Beyond technical remediation, these surprises increase cost, extend timelines, and may erode sponsor confidence—particularly when DS and DP development are managed in silos rather than as an integrated continuum.

Avoiding surprises requires a proactive, science-driven approach that integrates DS and DP decision-making across development stages. These include to identify chemical, solid-state, biopharmaceutical, and formulation risks during lead selection and preclinical development. This also include to combine predictive tools, experimental screening, and expert review to prioritize risks that could impact both DS manufacturability and DP performance. Some of the key facets are as following:

• Robust DS and DP process development
  Apply Quality by Design (QbD) principles to define CQAs and critical process parameters across both DS and DP. Synthetic routes and formulations should be optimized not only for early material generation but also for robustness, scalability, and downstream compatibility.
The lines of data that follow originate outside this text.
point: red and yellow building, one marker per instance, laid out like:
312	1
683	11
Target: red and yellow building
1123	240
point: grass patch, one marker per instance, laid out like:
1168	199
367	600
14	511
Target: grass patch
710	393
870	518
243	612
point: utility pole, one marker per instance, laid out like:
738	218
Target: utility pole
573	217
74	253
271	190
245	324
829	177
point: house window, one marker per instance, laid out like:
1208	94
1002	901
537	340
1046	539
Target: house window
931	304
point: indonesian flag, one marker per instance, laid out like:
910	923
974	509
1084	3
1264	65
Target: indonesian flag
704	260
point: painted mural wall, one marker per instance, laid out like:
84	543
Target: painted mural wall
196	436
• Comprehensive analytical development
  Develop stability-indicating analytical methods that support both DS and DP needs, including impurity profiling, solid-state characterization, dissolution testing, and forced degradation studies. Integrated analytical strategies enable faster feedback and informed decision-making.
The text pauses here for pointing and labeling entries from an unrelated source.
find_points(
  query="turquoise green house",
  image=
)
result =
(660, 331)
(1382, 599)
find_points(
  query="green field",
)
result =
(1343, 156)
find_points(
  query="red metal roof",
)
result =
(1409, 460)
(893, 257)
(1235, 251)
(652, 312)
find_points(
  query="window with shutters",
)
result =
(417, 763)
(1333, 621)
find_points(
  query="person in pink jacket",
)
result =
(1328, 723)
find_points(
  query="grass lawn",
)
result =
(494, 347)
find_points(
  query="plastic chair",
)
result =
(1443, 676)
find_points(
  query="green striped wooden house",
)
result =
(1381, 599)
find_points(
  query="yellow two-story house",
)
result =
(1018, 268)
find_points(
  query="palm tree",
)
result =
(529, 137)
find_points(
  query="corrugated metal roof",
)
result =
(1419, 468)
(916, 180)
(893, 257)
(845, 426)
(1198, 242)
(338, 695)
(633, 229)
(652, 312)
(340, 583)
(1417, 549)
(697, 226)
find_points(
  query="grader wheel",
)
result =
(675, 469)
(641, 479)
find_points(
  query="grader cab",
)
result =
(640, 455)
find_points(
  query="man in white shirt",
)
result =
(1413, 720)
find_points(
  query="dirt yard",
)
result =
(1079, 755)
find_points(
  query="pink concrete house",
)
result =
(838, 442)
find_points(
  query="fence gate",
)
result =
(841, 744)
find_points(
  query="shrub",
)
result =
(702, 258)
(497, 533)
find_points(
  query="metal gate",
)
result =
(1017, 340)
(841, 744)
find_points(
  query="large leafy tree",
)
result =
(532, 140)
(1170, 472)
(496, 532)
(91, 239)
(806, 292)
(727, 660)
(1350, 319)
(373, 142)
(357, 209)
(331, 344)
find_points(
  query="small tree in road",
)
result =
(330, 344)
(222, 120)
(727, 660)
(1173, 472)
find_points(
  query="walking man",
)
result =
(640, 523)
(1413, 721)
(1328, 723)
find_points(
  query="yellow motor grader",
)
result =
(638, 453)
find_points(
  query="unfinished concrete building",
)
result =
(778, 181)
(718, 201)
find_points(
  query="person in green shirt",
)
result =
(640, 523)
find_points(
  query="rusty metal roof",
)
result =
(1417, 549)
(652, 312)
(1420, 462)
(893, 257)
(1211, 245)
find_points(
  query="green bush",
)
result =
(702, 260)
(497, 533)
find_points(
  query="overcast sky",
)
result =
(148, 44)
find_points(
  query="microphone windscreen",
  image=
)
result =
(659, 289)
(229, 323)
• Controlled scale-up and tech transfer
  Execute staged scale-up for both DS and DP, generating representative pilot batches to confirm process performance, impurity profiles, formulation robustness, and CQA trends before committing to validation or pivotal supply.
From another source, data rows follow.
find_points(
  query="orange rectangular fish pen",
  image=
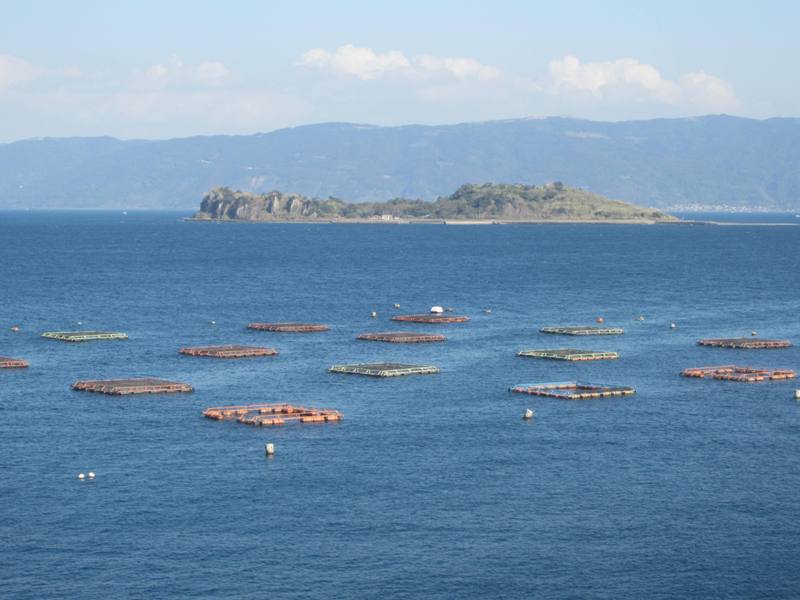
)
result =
(12, 363)
(289, 327)
(749, 343)
(124, 387)
(741, 374)
(572, 390)
(402, 337)
(228, 351)
(431, 318)
(272, 414)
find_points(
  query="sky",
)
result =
(175, 68)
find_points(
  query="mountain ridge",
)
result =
(708, 161)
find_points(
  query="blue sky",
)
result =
(167, 69)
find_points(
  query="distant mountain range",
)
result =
(701, 162)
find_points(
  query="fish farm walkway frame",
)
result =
(289, 327)
(569, 354)
(578, 330)
(124, 387)
(12, 363)
(384, 369)
(741, 374)
(228, 351)
(431, 318)
(84, 336)
(402, 337)
(748, 343)
(572, 390)
(272, 414)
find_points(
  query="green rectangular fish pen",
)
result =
(84, 336)
(383, 369)
(124, 387)
(572, 390)
(579, 330)
(569, 354)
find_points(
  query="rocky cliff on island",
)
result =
(472, 202)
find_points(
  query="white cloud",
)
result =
(363, 63)
(703, 89)
(632, 79)
(15, 70)
(367, 64)
(175, 73)
(461, 68)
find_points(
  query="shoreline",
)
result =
(487, 222)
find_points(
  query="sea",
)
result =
(432, 486)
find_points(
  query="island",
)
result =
(471, 203)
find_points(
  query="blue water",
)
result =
(432, 486)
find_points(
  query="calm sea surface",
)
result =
(432, 486)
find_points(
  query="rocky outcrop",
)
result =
(488, 201)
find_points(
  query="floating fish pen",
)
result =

• Regulatory alignment and documentation
  Maintain phase-appropriate documentation of DS and DP development decisions, risk assessments, and change rationales. Early and ongoing regulatory engagement ensures alignment on expectations and reduces the risk of late-stage information requests.
• Effective CRDMO collaboration
  Establish transparent, technically driven partnerships where DS and DP teams collaborate closely with sponsors, enabling seamless knowledge transfer and joint problem-solving rather than reactive remediation.

CRDMOs play a central role in operationalizing integrated, phase-appropriate CMC strategies for complex small molecules. Their value lies not only in execution but in connecting DS and DP science across the lifecycle. At Aragen, integrated DS–DP CMC capabilities provide a continuous, co-located workflow that strengthens scientific line of sight from early material science through clinical DP supply.

Clinical development and manufacturing surprises remain among the most costly and disruptive risks in the development of NCEs. A phase-appropriate, integrated DS–DP CMC strategy provides a rigorous framework to anticipate and mitigate these risks by ensuring that chemistry, formulation, manufacturing, and controls evolve together in a structured, science-driven manner. By working with CRDMO partners like Aragen, who are capable of aligning DS and DP CMC across the lifecycle, clients can move from reactive problem-solving to predictable execution—accelerating development timelines, strengthening regulatory confidence, and enabling reliable clinical supplies.